Les investisseurs parient sur le fait que les concurrents de CrowdStrike, qui sont cotés en bourse, pourront tirer parti de cette interruption dans le marché saturé de la sécurité des terminaux. Les actions de SentinelOne, valorisées à 7,4 milliards de dollars, ont augmenté de 19 % depuis l’incident, tandis que les actions de Palo Alto Networks, valorisées à 120 milliards de dollars, ont pris 13 %. CrowdStrike, désormais évaluée à 65 milliards de dollars, a perdu près d’un quart de sa valeur marchande depuis cet incident.
La société de recherche informatique Gartner estime que la part de marché de CrowdStrike dans le secteur de la sécurité des terminaux d’entreprise était la deuxième au monde l’an dernier, derrière Microsoft, qui regroupe ses produits avec d’autres outils de sécurité, et plus du double du concurrent le plus proche, Trellix.
Nikesh Arora, le directeur général de Palo Alto Networks, a déclaré lors d’un appel sur les résultats cette semaine que cet incident avait déjà poussé certaines entreprises à explorer d’autres options. « C’est excitant car les clients sont prêts à nous considérer », a-t-il expliqué.
Pour se différencier, les rivaux de CrowdStrike se concentrent sur l’accès de leurs produits au noyau du système d’exploitation, qui contrôle l’ensemble de l’ordinateur. Un logiciel défaillant dans le noyau peut provoquer un crash complet du système, comme l’ont prouvé les milliers d’écrans bleu de la mort qui ont frappé les ordinateurs Windows dans le monde entier en juillet.
Weingarten a attribué les pannes à « la prévalence de code placé dans le noyau » par CrowdStrike, suggérant que saturer le noyau de code augmente les risques d’erreurs. Il a aussi mentionné que d’autres entreprises offraient « une protection incroyable sans saturer leur code dans le noyau ». Bien que CrowdStrike ait promis d’introduire de nouveaux contrôles et des mises à jour échelonnées pour éviter une répétition de cette interruption, Sentonas a déclaré que la présence continue de l’entreprise dans le noyau est essentielle pour fournir une protection maximale contre les cybermenaces.
« La raison pour laquelle nous sommes dans le noyau est qu’elle nous permet d’avoir une visibilité sur tout ce qui se passe dans le système », a-t-il expliqué. « Cela nous permet de protéger le produit de sécurité. Cela signifie que nous pouvons agir très rapidement, et c’est une méthode de travail très courante dans l’industrie. »

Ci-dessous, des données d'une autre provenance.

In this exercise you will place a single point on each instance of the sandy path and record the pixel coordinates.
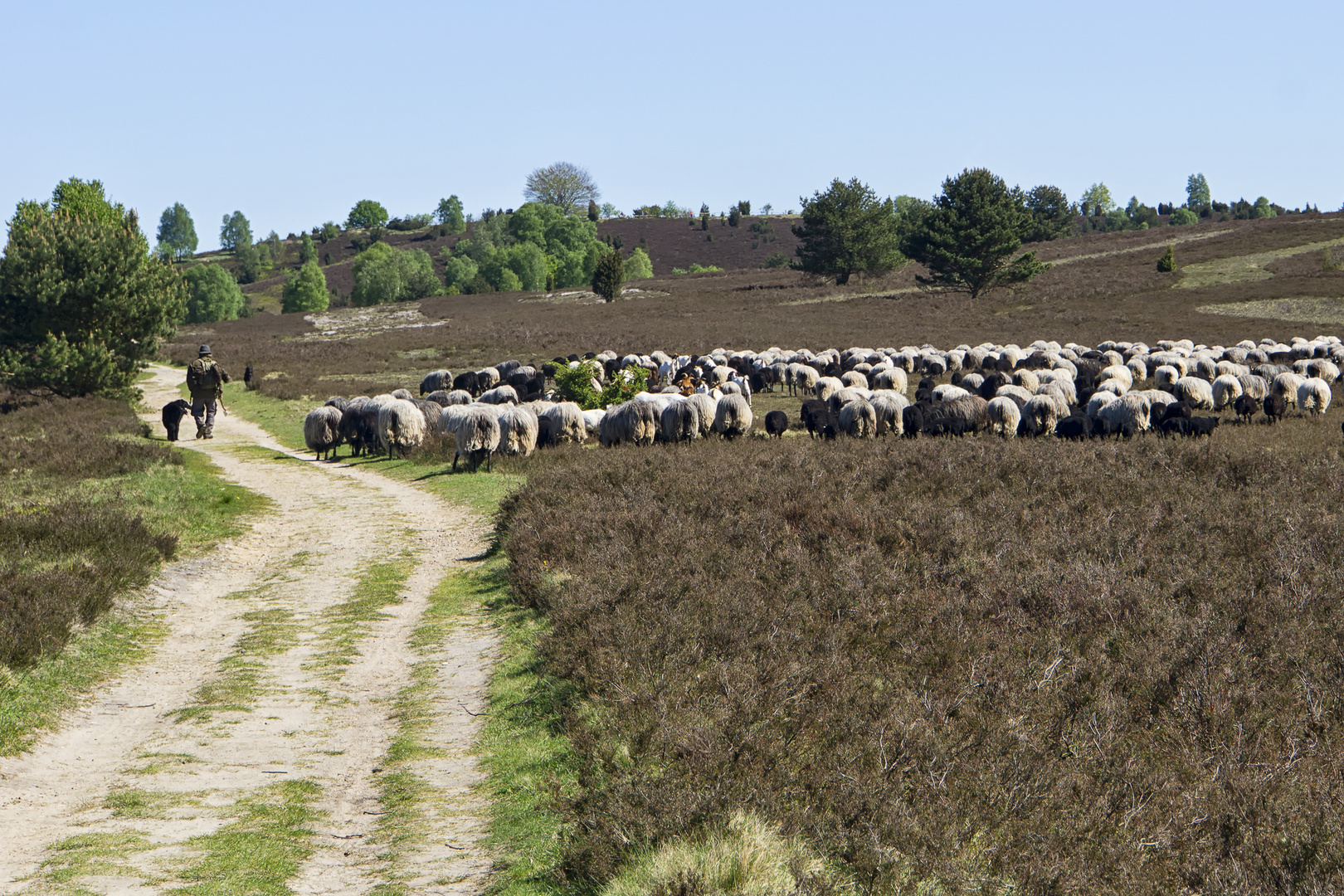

Les dirigeants de CrowdStrike ont précédemment critiqué Microsoft après une série d’incidents de cybersécurité très médiatisés ces dernières années. Toutefois, depuis l’incident, Sentonas a tenté de donner une note positive à la relation de CrowdStrike avec Microsoft, affirmant que ces derniers avaient « été constamment en contact avec nous ». Il a également félicité le rival Palo Alto Networks pour avoir lancé « une conversation mûre sur la résilience ». Sentonas, qui s’est rendu à Las Vegas ce mois-ci pour accepter le Pwnie Award pour Échec Épique lors de la conférence de sécurité Def Con 2024, a rejeté les craintes selon lesquelles la domination du marché de CrowdStrike subirait des dommages à long terme.
« Je suis absolument sûr que nous deviendrons une organisation beaucoup plus forte à la suite de quelque chose qui n’aurait jamais dû se produire », a-t-il déclaré. « Beaucoup de clients disent que, en fait, vous allez devenir le produit de sécurité le plus éprouvé de l’industrie. »
En tant que journaliste, je trouve intéressant d’observer comment les dynamiques de concurrence dans le secteur de la cybersécurité peuvent se transformer rapidement suite à un événement critique. Cela souligne l’importance de la confiance et de la réputation, qui sont des atouts majeurs pour les entreprises évoluant dans ce domaine. La manière dont CrowdStrike gérera cette crise et son impact sur sa position sur le marché sera à suivre de près dans les mois à venir.